Recent allegations that two property development companies paid bribes to a local aboriginal council in an effort to secure properties worth millions of dollars on the New South Wales coast highlight perceived ongoing problems with regard to corruption in the property development industry in New South Wales.

In the latest case, a hearing for which is currently being conducted by the state’s Independent Commission Against Corruption (ICAC), former Wagonga chairperson of the Wagonga Local Aboriginal Land Council Ron Mason and former Wagonga Local Aboriginal Land Council coordinator Ken Foster are alleged to have received improper payments from Fortunato (Lucky) Gattellari, an associate of developer Ron Medich between March, 2005 and April, 2006.

It is alleged the payments were made to facilitate negotiations between Gattellari, the Council and two development companies: Ron Medich Developments Pty Ltd. and Waterview Developments Pty Ltd.

The ICAC is also investing allegations that Vanessa Mason, current Wagonga Local Aboriginal Land Council CEO, received payments from Gattellari in return for facilitating negotiations between the Council, Gattellari and Waterview between January, 2008 and April, 2010.

According to a report from Australian Associated Press (AAP), the ICAC has heard the alleged payments amounted to $130,000 and related to development applications for four properties. That report says that one of the properties in question – a 13 hectare beachfront property at Fullers Beach – would have been worth millions if re-zoned.

An ongoing problem

The latest allegations are far from a one-off event.
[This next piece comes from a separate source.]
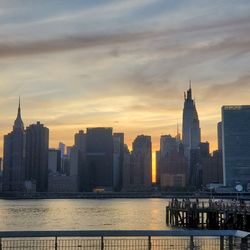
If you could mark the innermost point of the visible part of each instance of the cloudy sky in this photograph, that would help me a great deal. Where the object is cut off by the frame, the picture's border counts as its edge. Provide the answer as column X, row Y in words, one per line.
column 123, row 64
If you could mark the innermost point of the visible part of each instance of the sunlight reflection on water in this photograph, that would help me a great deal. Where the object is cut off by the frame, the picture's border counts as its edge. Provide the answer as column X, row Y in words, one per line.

In a recent report, Anti-Corruption Safeguards and the New South Wales Planning System, the ICAC says that since its inception in 1989, it has produced no fewer than 30 reports exposing likely or actual corrupt conduct relating to the New South Wales planning system, adding that it has also published numerous reports about the potential for corruption in the system.
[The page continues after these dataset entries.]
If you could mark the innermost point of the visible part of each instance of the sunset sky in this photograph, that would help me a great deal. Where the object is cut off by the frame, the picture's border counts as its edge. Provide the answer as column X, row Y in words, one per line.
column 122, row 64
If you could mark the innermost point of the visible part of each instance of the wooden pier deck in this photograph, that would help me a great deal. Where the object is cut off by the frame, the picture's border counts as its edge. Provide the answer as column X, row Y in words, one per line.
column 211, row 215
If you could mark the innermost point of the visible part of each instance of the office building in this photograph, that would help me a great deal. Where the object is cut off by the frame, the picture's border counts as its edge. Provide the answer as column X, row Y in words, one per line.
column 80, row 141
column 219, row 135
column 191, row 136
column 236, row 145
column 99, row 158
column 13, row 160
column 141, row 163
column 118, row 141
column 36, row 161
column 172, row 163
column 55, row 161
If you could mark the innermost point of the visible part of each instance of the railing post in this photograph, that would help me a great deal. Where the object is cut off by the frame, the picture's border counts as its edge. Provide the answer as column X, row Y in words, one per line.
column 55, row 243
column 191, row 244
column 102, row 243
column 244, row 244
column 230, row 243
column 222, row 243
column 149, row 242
In its latest report, the Commission says that there is a perception that the current planning system in the state is ‘unwieldy, overly complex and lacking in transparency.’  It says that in 2010/11, its ‘development applications and land rezoning’ work area received the second-highest number of complaints concerning possible and actual corrupt conduct, and that over the last ten years, planning and rezoning has consistently ranked in the Commission’s top five areas in which it received complaints.

A particular area of concern related to Voluntary Planning Agreements (VPAs), under which developers can agree to construct or finance construction of local infrastructure such as transport, affordable public housing or public services or amenities as part of a development proposal. The Commission notes that such agreements are seen as a solution to the funding and delivery of infrastructure issues facing councils. But it fears that with many councils facing infrastructure funding problems, developers could propose generous VPAs that provide money for local infrastructure as a means of making an otherwise non-compliant or controversial development more acceptable.

A broader area of concern relates to the level of flexibility enjoyed by authorities to approve projects which are contrary to state or local plans, and an increasing tendency to deviate from such plans in individual project decisions. While recognising the importance of flexibility, the Commission suggests it should be mandatory to consider any relevant state or local plans in all planning approval decisions and that the reasons for approving any individual projects which deviate from such plans be documented and made publicly available.

The ICAC says that the creation of a new planning system provides opportunities to incorporate and integrate corruption prevention safeguards to a greater degree than the system currently in place.

“Improving on the transparency, accountability and openness in the NSW planning system would do much to reinstate confidence in the governance of planning in NSW,” the report says.

“This, however, requires imagination and foresight to avoid the regulatory gridlock that is typically associated with controls to prevent corruption”.